5. Compile the Caffe model

This chapter takes mobilenet_v2_deploy.prototxt and mobilenet_v2.caffemodel as examples to introduce how to compile and transfer a caffe model to run on the BM1684X platform.

This chapter requires the tpu_mlir python package.

5.1. Install tpu_mlir

Go to the Docker container and execute the following command to install tpu_mlir:

$ pip install tpu_mlir[caffe]
# or
$ pip install tpu_mlir-*-py3-none-any.whl[caffe]

5.2. Prepare working directory

Please download tpu-mlir-resource.tar from Assets and unzip it, and rename the folder to tpu_mlir_resource :

$ tar -xvf tpu-mlir-resource.tar
$ mv regression/ tpu-mlir-resource/

Create a mobilenet_v2 directory, and put both model files and image files into the mobilenet_v2 directory.

The operation is as follows:

$ mkdir mobilenet_v2 && cd mobilenet_v2
$ wget https://raw.githubusercontent.com/shicai/MobileNet-Caffe/master/mobilenet_v2_deploy.prototxt
$ wget https://github.com/shicai/MobileNet-Caffe/raw/master/mobilenet_v2.caffemodel
$ cp -rf tpu_mlir_resource/dataset/ILSVRC2012 .
$ cp -rf tpu_mlir_resource/image .
$ mkdir workspace && cd workspace

5.3. Caffe to MLIR

The model in this example has a BGR input with mean and scale of 103.94, 116.78, 123.68 and 0.017, 0.017, 0.017 respectively.

The model conversion command:

$ model_transform \
    --model_name mobilenet_v2 \
    --model_def ../mobilenet_v2_deploy.prototxt \
    --model_data ../mobilenet_v2.caffemodel \
    --input_shapes [[1,3,224,224]] \
    --resize_dims=256,256 \
    --mean 103.94,116.78,123.68 \
    --scale 0.017,0.017,0.017 \
    --pixel_format bgr \
    --test_input ../image/cat.jpg \
    --test_result mobilenet_v2_top_outputs.npz \
    --mlir mobilenet_v2.mlir

After converting to mlir file, a ${model_name}_in_f32.npz file will be generated, which is the input file of the model.

5.4. MLIR to F32 bmodel

Convert the mlir file to the bmodel of f32, the operation method is as follows:

$ model_deploy \
    --mlir mobilenet_v2.mlir \
    --quantize F32 \
    --processor bm1684x \
    --test_input mobilenet_v2_in_f32.npz \
    --test_reference mobilenet_v2_top_outputs.npz \
    --tolerance 0.99,0.99 \
    --model mobilenet_v2_1684x_f32.bmodel

After compilation, a file named mobilenet_v2_1684x_f32.bmodel is generated.

5.5. MLIR to INT8 bmodel

5.5.1. Calibration table generation

Before converting to the INT8 model, you need to run calibration to get the calibration table. The number of input data is about 100 to 1000 according to the situation.

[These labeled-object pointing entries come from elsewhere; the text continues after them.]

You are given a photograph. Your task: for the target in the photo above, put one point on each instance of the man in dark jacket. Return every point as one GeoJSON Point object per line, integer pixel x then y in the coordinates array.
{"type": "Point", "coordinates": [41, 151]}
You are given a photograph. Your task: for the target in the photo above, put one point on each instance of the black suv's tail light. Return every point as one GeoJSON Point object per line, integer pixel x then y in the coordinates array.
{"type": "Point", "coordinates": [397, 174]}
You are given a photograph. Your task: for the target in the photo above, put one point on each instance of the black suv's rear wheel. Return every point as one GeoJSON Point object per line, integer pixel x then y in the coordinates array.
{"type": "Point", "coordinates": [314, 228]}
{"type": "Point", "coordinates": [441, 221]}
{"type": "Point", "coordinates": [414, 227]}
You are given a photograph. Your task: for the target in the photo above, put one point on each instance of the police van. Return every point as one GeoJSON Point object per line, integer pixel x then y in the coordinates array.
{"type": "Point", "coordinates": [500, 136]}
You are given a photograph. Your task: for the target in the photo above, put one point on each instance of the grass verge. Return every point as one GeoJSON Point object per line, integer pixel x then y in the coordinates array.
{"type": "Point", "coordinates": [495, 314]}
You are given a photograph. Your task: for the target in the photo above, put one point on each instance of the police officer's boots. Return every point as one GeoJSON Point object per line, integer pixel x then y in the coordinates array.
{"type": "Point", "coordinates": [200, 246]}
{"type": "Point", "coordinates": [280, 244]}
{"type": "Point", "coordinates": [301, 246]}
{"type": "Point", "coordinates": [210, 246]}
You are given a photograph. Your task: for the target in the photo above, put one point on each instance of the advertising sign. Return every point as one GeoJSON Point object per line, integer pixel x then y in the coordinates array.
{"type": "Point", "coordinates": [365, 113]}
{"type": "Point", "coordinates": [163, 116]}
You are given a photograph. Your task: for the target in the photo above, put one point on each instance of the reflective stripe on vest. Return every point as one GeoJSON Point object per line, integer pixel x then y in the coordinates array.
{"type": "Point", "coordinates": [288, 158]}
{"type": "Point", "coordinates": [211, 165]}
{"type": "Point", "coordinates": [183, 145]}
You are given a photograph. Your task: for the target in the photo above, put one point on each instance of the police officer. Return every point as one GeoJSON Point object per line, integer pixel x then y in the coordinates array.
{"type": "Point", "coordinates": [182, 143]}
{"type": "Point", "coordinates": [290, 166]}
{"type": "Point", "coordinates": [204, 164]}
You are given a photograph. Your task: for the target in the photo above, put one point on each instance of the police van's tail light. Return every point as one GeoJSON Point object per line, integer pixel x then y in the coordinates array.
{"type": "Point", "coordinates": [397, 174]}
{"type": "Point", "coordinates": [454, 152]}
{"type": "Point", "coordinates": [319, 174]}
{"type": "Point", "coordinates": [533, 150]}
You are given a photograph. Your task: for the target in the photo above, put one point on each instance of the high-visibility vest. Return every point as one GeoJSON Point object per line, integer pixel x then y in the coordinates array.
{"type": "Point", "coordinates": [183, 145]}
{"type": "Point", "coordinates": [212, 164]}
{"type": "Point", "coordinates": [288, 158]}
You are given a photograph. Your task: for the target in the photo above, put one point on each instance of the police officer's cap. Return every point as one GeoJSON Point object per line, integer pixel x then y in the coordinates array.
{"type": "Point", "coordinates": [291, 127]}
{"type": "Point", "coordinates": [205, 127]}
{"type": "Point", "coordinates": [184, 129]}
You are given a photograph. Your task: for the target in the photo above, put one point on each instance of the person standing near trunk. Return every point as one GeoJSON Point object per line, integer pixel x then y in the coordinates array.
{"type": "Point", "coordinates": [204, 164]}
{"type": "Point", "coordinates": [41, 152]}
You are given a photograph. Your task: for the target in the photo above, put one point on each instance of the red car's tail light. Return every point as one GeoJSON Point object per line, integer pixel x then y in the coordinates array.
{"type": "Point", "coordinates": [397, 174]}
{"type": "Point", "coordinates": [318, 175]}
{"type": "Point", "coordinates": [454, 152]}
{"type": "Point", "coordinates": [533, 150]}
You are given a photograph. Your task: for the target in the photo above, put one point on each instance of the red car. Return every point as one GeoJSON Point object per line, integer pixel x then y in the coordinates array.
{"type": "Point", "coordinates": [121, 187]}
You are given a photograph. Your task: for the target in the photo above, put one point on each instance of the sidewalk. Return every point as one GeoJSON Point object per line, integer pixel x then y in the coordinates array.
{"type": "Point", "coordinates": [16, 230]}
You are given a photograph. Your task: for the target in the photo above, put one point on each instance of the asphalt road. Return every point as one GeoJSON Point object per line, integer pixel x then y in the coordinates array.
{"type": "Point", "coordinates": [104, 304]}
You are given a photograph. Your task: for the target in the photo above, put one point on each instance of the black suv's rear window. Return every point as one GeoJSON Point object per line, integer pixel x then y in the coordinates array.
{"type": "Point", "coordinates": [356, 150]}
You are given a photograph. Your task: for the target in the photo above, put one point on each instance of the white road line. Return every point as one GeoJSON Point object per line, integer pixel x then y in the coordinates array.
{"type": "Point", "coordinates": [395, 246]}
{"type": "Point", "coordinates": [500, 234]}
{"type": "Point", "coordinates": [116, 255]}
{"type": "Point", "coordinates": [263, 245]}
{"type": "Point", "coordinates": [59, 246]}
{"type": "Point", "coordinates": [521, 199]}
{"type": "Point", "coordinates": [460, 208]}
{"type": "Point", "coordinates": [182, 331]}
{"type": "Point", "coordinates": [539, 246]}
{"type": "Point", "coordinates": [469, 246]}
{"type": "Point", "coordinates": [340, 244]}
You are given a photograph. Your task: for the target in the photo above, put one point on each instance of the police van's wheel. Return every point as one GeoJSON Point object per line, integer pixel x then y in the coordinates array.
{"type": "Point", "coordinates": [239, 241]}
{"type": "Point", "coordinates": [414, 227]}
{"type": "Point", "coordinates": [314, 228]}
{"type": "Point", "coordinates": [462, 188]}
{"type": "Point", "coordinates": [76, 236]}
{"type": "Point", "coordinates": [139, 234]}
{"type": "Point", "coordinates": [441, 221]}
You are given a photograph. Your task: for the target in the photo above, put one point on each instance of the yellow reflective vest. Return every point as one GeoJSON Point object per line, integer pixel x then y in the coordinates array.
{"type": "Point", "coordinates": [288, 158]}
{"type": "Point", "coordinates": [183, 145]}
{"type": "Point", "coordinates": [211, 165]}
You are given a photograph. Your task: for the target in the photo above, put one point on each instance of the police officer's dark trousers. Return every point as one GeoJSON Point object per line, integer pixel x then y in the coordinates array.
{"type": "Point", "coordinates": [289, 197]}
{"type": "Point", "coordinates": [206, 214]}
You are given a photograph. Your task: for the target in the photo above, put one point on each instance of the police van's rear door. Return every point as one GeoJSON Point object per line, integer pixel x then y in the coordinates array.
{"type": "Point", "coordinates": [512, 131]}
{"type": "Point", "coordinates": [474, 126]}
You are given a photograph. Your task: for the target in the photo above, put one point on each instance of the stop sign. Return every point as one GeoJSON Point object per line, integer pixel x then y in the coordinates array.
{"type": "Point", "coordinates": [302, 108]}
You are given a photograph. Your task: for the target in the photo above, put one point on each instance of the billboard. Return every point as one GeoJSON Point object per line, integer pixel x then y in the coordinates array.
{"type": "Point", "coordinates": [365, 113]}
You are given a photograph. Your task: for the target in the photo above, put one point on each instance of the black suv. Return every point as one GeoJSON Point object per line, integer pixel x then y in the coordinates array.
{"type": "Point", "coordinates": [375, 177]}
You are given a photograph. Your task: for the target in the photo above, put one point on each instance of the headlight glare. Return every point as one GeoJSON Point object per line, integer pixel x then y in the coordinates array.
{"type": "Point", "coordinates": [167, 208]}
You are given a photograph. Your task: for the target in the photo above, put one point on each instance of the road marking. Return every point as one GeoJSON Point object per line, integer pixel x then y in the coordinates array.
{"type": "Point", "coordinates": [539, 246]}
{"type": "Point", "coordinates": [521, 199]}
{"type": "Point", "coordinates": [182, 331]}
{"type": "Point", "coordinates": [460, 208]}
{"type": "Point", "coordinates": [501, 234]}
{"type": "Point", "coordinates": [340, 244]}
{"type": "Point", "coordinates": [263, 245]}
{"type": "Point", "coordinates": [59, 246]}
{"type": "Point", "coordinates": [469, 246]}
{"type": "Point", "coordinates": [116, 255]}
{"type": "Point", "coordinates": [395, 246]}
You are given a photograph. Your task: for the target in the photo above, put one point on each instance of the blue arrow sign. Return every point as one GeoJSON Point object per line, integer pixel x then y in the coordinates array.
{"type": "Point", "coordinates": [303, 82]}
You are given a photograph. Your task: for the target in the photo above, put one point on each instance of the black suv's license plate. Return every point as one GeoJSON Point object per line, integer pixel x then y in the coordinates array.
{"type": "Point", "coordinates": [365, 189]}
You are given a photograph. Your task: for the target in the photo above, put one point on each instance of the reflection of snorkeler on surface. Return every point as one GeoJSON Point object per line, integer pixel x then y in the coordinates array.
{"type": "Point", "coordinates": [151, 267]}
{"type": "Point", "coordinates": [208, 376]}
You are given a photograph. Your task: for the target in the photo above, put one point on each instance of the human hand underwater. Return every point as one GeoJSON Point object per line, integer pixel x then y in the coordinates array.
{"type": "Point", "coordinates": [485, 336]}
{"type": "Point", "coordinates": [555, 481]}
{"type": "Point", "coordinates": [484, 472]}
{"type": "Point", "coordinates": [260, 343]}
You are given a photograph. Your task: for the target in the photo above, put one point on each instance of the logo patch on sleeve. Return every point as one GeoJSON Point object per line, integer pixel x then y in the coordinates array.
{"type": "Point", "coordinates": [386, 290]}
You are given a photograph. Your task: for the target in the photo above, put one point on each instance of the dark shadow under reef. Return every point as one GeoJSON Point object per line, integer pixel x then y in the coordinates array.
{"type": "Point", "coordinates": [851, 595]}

Then use the calibration table to generate a symmetric or asymmetric bmodel. It is generally not recommended to use the asymmetric one if the symmetric one already meets the requirements, because the performance of the asymmetric model will be slightly worse than the symmetric model.

Here is an example of the existing 100 images from ILSVRC2012 to perform calibration:

$ run_calibration mobilenet_v2.mlir \
    --dataset ../ILSVRC2012 \
    --input_num 100 \
    -o mobilenet_v2_cali_table

After running the command above, a file named mobilenet_v2_cali_table will be generated, which is used as the input file for subsequent compilation of the INT8 model.

5.5.2. Compile to INT8 symmetric quantized model

Execute the following command to convert to the INT8 symmetric quantized model:

$ model_deploy \
    --mlir mobilenet_v2.mlir \
    --quantize INT8 \
    --calibration_table mobilenet_v2_cali_table \
    --processor bm1684x \
    --test_input mobilenet_v2_in_f32.npz \
    --test_reference mobilenet_v2_top_outputs.npz \
    --tolerance 0.96,0.70 \
    --model mobilenet_v2_1684x_int8_sym.bmodel

After compilation, a file named mobilenet_v2_1684x_int8_sym.bmodel is generated.